Search code examples
neural-networkr-caretnnet

Nnet in caret, basic structure


I'm very new to caret package and nnet in R. I've done some projects related to ANN with Matlab before, but now I need to work with R and I need some basic help. My input dataset has 1000 observations (in rows) and 23 variables (in columns). My output has 1000 observations and 12 variables.

Here are some sample data that represent my dataset and might help to understand my problem better:

input = as.data.frame(matrix(sample(1 : 20, 100, replace = TRUE), ncol = 10))
colnames(input) = paste ( "X" , 1:10, sep = "") #10 observations and 10 variables

output = as.data.frame(matrix(sample(1 : 20, 70, replace = TRUE), ncol = 7))
colnames(output) = paste ( "Y" , 1:7, sep = "") #10 observations and 7 variables


#nnet with caret:
net1 = train(output ~., data = input, method= "nnet", maxit = 1000) 

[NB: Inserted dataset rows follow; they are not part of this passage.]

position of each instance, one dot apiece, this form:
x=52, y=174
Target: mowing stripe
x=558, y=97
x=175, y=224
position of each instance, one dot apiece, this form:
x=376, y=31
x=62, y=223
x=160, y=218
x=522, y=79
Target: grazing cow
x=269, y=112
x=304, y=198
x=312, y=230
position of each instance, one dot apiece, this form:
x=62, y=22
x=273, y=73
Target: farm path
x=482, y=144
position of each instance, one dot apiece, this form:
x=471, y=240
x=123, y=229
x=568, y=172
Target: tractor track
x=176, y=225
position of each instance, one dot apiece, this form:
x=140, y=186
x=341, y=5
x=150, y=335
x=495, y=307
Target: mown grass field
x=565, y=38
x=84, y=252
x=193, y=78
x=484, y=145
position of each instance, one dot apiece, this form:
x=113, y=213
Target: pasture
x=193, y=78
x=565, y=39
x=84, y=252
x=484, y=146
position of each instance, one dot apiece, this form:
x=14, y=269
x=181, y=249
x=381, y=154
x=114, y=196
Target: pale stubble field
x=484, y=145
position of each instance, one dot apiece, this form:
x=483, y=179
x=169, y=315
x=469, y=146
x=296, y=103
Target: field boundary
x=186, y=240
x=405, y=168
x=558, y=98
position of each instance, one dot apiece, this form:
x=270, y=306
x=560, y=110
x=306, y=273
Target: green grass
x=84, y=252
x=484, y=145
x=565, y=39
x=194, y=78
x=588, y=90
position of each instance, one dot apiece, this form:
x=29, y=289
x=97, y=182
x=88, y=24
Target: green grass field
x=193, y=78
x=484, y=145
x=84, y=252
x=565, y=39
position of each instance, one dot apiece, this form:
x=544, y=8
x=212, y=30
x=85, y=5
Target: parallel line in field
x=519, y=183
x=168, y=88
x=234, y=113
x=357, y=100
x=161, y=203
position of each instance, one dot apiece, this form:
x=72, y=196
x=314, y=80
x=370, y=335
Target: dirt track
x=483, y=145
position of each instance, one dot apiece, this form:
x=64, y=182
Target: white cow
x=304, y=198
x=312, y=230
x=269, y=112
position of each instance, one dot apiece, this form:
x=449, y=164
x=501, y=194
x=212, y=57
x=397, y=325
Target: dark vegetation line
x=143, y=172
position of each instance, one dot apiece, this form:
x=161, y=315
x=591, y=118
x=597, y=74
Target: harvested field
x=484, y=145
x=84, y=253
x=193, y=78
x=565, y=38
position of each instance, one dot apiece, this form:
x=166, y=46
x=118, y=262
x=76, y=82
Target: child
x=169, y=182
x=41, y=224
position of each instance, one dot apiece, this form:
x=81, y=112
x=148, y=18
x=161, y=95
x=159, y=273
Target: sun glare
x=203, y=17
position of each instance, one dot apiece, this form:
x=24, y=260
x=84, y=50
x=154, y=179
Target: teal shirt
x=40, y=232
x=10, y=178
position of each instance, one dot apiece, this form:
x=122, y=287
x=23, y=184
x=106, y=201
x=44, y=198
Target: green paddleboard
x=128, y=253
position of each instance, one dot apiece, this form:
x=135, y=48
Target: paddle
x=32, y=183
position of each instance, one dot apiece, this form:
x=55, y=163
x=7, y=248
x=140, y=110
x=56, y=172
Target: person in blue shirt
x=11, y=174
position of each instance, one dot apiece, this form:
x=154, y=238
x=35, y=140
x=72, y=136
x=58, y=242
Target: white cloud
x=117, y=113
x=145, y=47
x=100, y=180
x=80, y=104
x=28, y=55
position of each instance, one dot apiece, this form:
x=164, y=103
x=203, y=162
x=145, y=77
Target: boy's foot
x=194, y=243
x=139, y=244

When I run the code, I get this error:

error: invalid type (list) for variable 'output'.

I think I have to add all output variables separately (which is very annoying, especially with a lot of variables), like this:

train(output$Y1 + output$Y2 + output$Y3 + output$Y4 + output$Y5 +
 output$Y6 + output$Y7 ~., data = input, method= "nnet", maxit = 1000)

This time it runs but I get this error:

Error in [.data.frame(data, , all.vars(Terms), drop = FALSE) : undefined columns selected

I try to use neuralnet package, with the code below it works perfectly but I still have to add output variables separately :(

net1 = neuralnet(output$Y1 + output$Y2 + output$Y3 + output$Y4 +
 output$Y5 + output$Y6 + output$Y7 ~., data = input, hidden=c(2,10))

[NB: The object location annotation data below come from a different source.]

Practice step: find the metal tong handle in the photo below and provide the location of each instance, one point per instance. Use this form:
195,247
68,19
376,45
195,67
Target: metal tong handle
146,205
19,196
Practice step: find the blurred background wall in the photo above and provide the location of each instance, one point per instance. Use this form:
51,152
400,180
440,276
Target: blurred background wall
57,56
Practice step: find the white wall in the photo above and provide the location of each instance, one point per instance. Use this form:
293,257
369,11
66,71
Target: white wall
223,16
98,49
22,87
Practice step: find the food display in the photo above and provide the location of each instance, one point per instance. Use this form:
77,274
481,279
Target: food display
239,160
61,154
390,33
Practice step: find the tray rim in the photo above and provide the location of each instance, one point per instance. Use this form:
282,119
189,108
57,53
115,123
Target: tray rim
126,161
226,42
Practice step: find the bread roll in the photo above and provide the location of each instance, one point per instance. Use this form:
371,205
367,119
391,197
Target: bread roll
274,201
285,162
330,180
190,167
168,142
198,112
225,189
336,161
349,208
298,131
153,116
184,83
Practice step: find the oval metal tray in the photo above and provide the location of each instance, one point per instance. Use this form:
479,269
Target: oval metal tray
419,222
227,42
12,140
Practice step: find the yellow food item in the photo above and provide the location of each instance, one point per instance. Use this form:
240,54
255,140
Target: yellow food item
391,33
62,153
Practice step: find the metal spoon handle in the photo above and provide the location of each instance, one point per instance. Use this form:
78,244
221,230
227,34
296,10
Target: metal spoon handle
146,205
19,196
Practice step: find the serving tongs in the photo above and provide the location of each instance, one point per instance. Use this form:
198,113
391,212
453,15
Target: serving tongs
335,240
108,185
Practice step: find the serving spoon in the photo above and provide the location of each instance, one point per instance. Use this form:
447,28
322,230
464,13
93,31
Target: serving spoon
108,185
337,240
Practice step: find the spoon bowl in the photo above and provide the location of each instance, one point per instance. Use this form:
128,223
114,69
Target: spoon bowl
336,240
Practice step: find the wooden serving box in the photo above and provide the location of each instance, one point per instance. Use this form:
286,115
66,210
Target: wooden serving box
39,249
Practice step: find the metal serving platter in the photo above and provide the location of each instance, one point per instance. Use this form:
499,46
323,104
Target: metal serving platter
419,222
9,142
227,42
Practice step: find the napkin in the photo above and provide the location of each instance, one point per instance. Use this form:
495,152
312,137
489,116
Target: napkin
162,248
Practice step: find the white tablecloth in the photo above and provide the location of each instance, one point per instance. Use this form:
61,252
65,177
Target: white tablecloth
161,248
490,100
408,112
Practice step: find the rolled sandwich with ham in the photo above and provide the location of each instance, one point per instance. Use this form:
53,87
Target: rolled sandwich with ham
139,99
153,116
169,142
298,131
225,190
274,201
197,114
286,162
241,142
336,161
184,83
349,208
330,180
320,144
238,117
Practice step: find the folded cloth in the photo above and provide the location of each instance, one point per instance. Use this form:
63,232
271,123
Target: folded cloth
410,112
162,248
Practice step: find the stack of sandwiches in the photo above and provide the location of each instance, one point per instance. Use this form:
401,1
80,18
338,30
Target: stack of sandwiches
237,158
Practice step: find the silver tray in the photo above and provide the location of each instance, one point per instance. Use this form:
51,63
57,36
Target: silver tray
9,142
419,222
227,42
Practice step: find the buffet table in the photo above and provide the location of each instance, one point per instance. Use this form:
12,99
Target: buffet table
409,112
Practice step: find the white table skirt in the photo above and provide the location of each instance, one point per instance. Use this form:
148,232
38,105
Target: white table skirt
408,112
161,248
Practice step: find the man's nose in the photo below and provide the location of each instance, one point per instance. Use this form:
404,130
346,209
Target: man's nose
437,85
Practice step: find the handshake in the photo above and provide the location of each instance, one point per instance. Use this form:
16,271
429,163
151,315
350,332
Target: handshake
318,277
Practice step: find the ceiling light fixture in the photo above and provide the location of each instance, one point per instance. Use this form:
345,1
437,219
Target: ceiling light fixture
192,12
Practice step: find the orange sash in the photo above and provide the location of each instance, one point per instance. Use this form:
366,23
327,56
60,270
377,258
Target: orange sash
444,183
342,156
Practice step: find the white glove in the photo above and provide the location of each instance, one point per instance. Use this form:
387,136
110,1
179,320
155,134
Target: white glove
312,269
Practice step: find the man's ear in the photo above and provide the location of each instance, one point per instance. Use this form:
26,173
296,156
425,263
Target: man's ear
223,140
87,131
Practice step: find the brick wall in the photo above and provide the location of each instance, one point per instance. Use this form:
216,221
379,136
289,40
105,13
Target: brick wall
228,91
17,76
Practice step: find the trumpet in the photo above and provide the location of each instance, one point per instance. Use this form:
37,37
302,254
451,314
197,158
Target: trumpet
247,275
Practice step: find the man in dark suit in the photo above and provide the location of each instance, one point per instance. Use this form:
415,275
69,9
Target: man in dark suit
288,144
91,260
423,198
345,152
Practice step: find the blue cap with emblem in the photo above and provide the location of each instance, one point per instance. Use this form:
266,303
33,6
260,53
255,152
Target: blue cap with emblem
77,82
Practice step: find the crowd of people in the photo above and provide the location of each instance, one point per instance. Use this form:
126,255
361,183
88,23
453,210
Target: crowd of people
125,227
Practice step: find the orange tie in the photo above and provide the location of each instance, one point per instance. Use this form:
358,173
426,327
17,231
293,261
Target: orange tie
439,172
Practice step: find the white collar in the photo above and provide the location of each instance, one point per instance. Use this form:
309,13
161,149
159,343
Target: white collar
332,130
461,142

p.s. since these sample data are created randomly, the neuralnet cannot converge, but in my real data it works well (in comparison to Matlab ANN)

Now, if you could help me with a way to put output variables automatically (not manually), it solves my problem (although with neuralnet not caret).


Solution

  • After trying different things and searches, I finally found a solution:

    First, we must use as.formula to show the relation between our input and output. With the code below we don't need to add all the variables separately:

    names1 <- colnames(output) #the name of our variables in the output
    names2 = colnames(input) #the name of our variables in the input
    
    a <- as.formula(paste(paste(names1,collapse='+', sep = ""),' ~ ' 
                          ,paste(names2,collapse='+', sep = "")))
    

    then we have to combine our input and output in a single data frame:

    all_data = cbind(output, input)
    

    then, use neuralnet like this:

    net1 = neuralnet(formula = a, data = all_data, hidden=c(2,10))
    
    plot(net1)
    

    plot(net1)

    This is also work with the caret package:

    net1 = train(a, data = all_data, method= "nnet", maxit = 1000)
    
    

    but it seems neuralnet works faster (at least in my case).

    I hope this helps someone else.